A scope’s diameter should be chosen based on the distance you intend to shoot. For example, if you plan to hunt deer out to 300 yards, then a 10-power scope is appropriate. If you plan to hunt deer up to 1,000 yards away, then a 20-power scope is more suitable. Practice shooting at a range before using your new scope in the field.

Magnification is how much an image appears larger or smaller when viewed by the human eye. The diameter is the size of the lens in millimeters. A 50mm lens is half as wide as a 100mm lens.

Diameter Numbers Are Static

A scope’s diameter number should never be changed because it’s set by default. You shouldn’t choose a smaller diameter than what your eyes need. Your eyes may get tired if you use a larger diameter.

Choose the Proper Field of View for Your Scope

Don’t settle for a limited-diameter scope in favor of good magnifying power. You might strain your eyes and deal with headaches, as mentioned earlier. Look down several scoped before making a decision, particularly if you’ve never owned a scope before.

Consider Exit Pupil Dimensions

Exit pupil size should be a minimum of two millimeters to six millimeters. Aiming Expert shows that if the exit pupil is smaller than this range, the scope may appear distorted or blurry.

Should I Buy a Binocular Spotting Scope or Telescope?

Binoculars are great for beginners because they are easy to carry around and use. Spotting scopes are ideal for hunters who need to get closer to the game. Target shooting requires a higher level of accuracy than most people are used to. A spotting scope allows you to see what you’re aiming at.

Telescopes are used for astronomy. Spotting scopes are used for observing subjects on land or at seas. Spotting scopes would be useful if you want to view boats in the bay, ship on the horizon, scenery up to 30 km away, or simply observe subjects at a very long distance.

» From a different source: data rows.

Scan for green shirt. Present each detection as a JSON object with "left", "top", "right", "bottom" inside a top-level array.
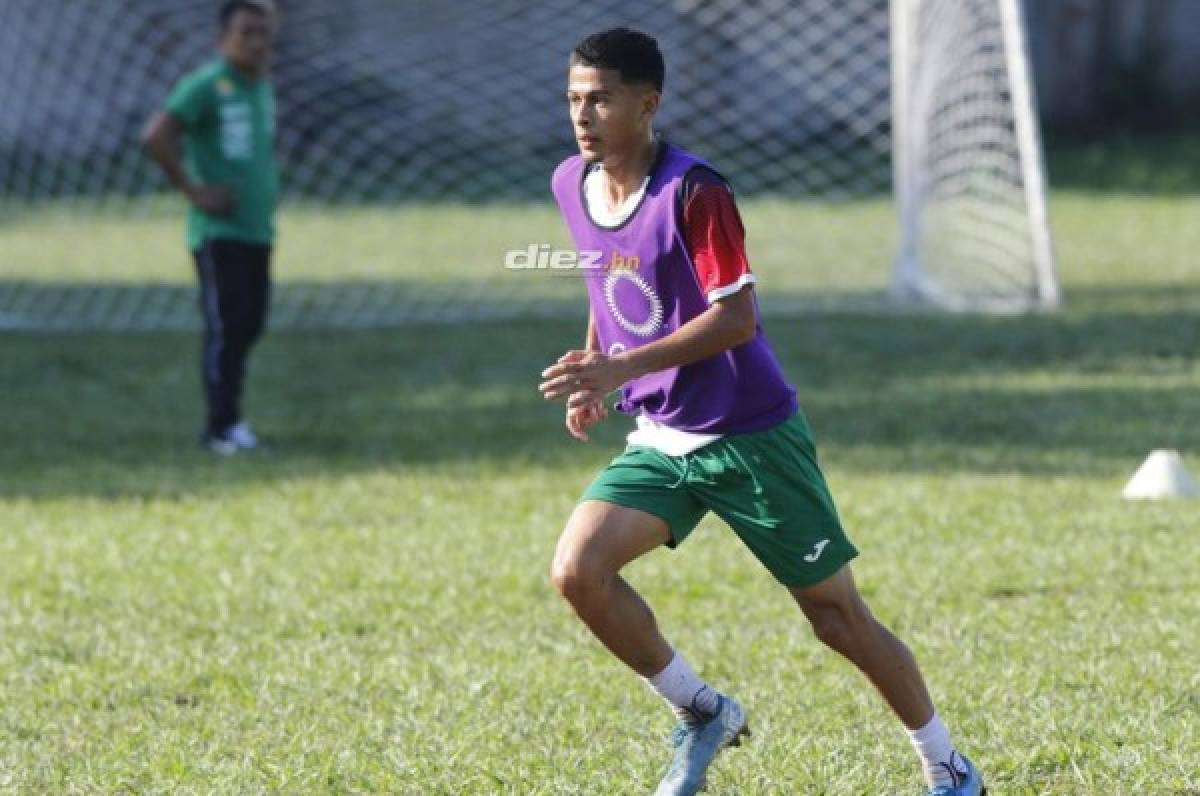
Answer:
[{"left": 167, "top": 59, "right": 278, "bottom": 250}]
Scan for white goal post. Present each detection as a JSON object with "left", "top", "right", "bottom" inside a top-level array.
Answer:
[{"left": 892, "top": 0, "right": 1060, "bottom": 312}]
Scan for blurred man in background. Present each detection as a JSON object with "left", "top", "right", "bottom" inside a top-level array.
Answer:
[{"left": 142, "top": 0, "right": 278, "bottom": 455}]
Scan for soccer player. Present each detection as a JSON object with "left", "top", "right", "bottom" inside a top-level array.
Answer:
[
  {"left": 540, "top": 28, "right": 984, "bottom": 796},
  {"left": 142, "top": 0, "right": 278, "bottom": 454}
]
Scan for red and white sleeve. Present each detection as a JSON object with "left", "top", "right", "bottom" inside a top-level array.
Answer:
[{"left": 683, "top": 169, "right": 755, "bottom": 304}]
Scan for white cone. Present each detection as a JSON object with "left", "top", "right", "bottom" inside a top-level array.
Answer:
[{"left": 1122, "top": 450, "right": 1200, "bottom": 501}]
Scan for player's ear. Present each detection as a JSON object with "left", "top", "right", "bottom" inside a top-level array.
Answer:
[{"left": 642, "top": 89, "right": 662, "bottom": 119}]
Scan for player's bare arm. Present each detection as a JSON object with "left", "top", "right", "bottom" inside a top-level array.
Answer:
[
  {"left": 558, "top": 310, "right": 608, "bottom": 442},
  {"left": 142, "top": 110, "right": 234, "bottom": 216},
  {"left": 538, "top": 285, "right": 757, "bottom": 409}
]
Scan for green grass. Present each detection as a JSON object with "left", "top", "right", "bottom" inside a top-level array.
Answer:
[{"left": 0, "top": 193, "right": 1200, "bottom": 796}]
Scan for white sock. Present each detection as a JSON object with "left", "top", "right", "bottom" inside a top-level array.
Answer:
[
  {"left": 908, "top": 713, "right": 966, "bottom": 788},
  {"left": 646, "top": 652, "right": 718, "bottom": 722}
]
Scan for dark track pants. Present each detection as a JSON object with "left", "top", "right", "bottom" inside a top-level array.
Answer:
[{"left": 192, "top": 239, "right": 271, "bottom": 435}]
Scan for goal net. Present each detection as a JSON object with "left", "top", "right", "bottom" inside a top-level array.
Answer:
[{"left": 0, "top": 0, "right": 1057, "bottom": 329}]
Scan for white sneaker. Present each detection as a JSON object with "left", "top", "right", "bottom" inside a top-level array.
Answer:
[
  {"left": 223, "top": 420, "right": 258, "bottom": 450},
  {"left": 200, "top": 433, "right": 238, "bottom": 456}
]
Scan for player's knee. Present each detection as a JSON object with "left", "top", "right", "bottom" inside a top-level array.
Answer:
[
  {"left": 550, "top": 550, "right": 605, "bottom": 604},
  {"left": 805, "top": 600, "right": 875, "bottom": 653}
]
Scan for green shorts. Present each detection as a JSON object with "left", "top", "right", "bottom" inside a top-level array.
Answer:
[{"left": 582, "top": 413, "right": 858, "bottom": 586}]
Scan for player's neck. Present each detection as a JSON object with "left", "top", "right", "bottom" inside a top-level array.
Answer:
[{"left": 604, "top": 136, "right": 659, "bottom": 207}]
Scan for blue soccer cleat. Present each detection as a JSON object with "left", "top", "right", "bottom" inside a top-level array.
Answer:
[
  {"left": 654, "top": 696, "right": 750, "bottom": 796},
  {"left": 929, "top": 755, "right": 988, "bottom": 796}
]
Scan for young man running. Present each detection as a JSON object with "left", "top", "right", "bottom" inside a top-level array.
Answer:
[{"left": 540, "top": 29, "right": 984, "bottom": 796}]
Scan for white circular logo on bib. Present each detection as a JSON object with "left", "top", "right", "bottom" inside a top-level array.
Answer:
[{"left": 604, "top": 268, "right": 662, "bottom": 337}]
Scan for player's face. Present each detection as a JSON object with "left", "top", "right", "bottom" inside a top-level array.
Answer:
[
  {"left": 221, "top": 8, "right": 275, "bottom": 74},
  {"left": 566, "top": 65, "right": 659, "bottom": 162}
]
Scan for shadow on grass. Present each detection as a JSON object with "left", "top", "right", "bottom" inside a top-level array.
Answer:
[{"left": 0, "top": 286, "right": 1200, "bottom": 497}]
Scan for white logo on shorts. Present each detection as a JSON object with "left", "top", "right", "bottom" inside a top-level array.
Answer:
[{"left": 804, "top": 539, "right": 829, "bottom": 564}]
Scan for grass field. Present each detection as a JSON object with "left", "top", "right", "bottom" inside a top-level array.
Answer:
[{"left": 0, "top": 184, "right": 1200, "bottom": 796}]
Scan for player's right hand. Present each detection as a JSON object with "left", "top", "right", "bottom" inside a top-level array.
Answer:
[
  {"left": 566, "top": 401, "right": 608, "bottom": 442},
  {"left": 187, "top": 185, "right": 234, "bottom": 217}
]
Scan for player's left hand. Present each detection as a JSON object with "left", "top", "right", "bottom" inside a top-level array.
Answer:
[{"left": 538, "top": 351, "right": 634, "bottom": 407}]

What is the Ideal Lens Size?

Spotting scopes with larger lenses are better because they gather more light. Smaller lenses are cheaper but produce less bright images. Bigger lenses are more expensive but weigh less.

A spotting scope should be chosen based on your needs. If you’re going to use it for a long time, go for an 80mm model. If you want to carry it around a lot, get a 50mm model. You can also use a 50mm model if you don’t want to carry any extra weight.


Remember to consider weight when buying a scope. We hope that you have a better understanding of what the numbers mean on a scope.

Although we have mentioned everything you need to know in this guide, if you feel there is any further information you need to know, please feel free to reach out to us.

If you want to know more information about scopes click HERE.

Happy shooting!


  • John Moses

    John is the Editor in Chief here at The Outdoor Stores. His area of expertise ensures that there is no one better to suggest which rifles are most suitable for your hunting experience. He is also available for you to contact him personally to discuss the types of animals you want to hunt and the terrain you will be hunting on. Feel free to read his posts for expert opinion on Rifles, Scopes, Rangefinders, Bonoculars and Monoculars.